The Government has published proposals for trainee profiles - records of achievement which student teachers carry into their professional life.
In theory, the "profiles of competences" will form the basis for induction and the further professional development long favoured by academics in the field. But the implications remain unclear, say teacher-trainers, as much depends on whether the profile documents are taken as restrictive checklists or as more flexible guidelines.
Professor John Tomlinson, of the University of Warwick, said there was a danger that the profile could become mechanistic, ignoring less tangible aspects of a teacher's work, such as the ability to establish relationships with the children.
The document, drawn up by the now-abolished Council for the Accreditation of Teacher Education, sets out several headings against which it expects trainees to be judged.
These are: knowledge and understanding of the curriculum; subject knowledge and subject application; teaching strategies, techniques and class management; assessment and recording of pupil progress; and the foundation for further professional development.

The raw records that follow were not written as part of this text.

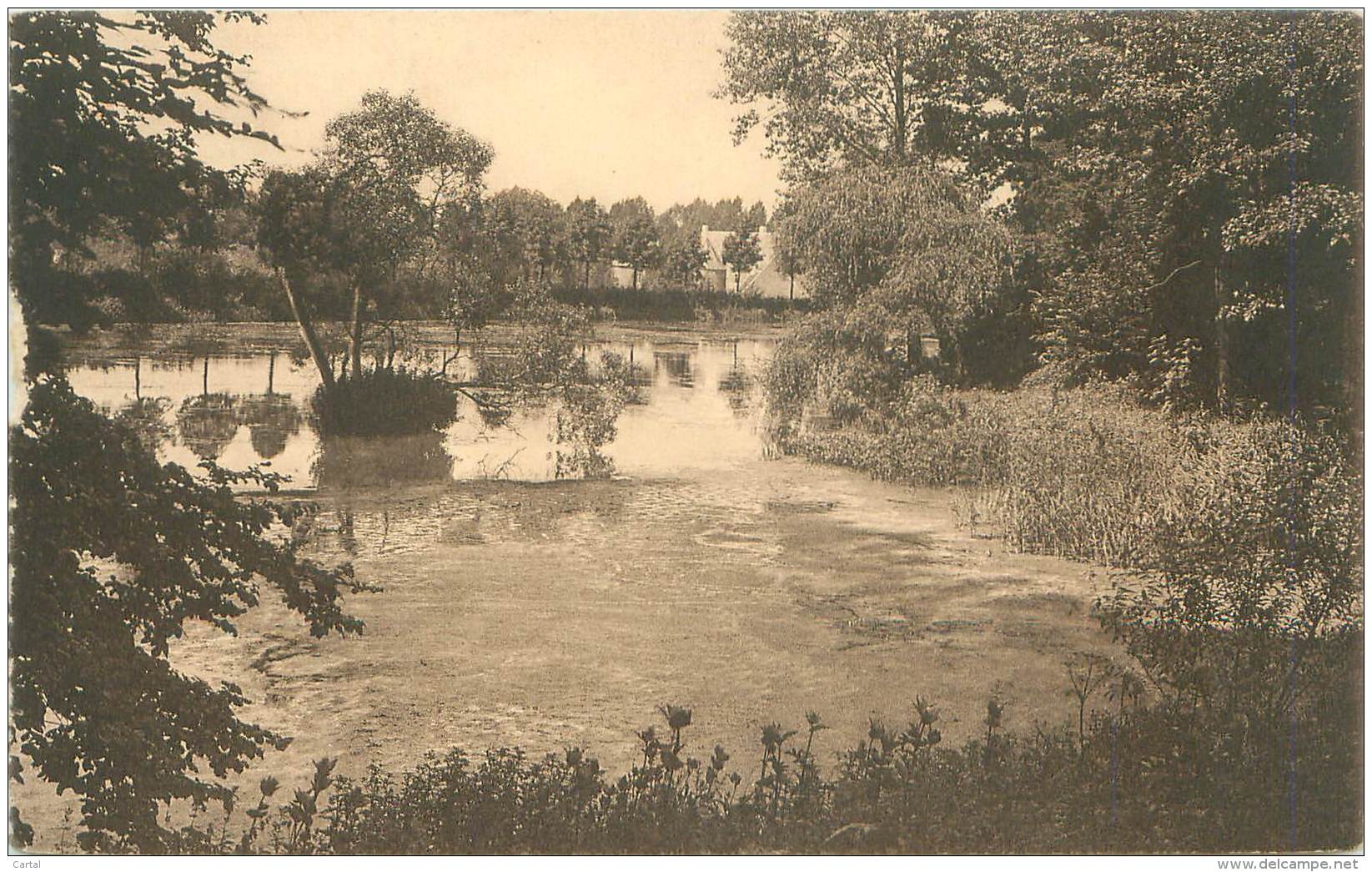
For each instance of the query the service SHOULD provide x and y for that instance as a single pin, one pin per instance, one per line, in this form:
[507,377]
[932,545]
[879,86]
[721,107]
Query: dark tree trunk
[1223,378]
[312,340]
[355,333]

Trainees should be assigned a grade for each category accompanied by a description of their ability. There will be no overall grade.
* The document is now out for consultation. Replies are expected by the end of February next year.
The Government has also this week published proposals for its Headteacher Leadership and Management Programme (Headlamp) to support newly-promoted headteachers in their first two years.
Governors will be able to reclaim up to Pounds 2,500 (Pounds 1,500 in group 1 schools) on training for the head, providing the trainer is approved by the Teacher Training Agency.
The consultation paper sets out a list of management tasks and competences that the Department expects heads to meet. Responses to the document should be received by January 20, 1995.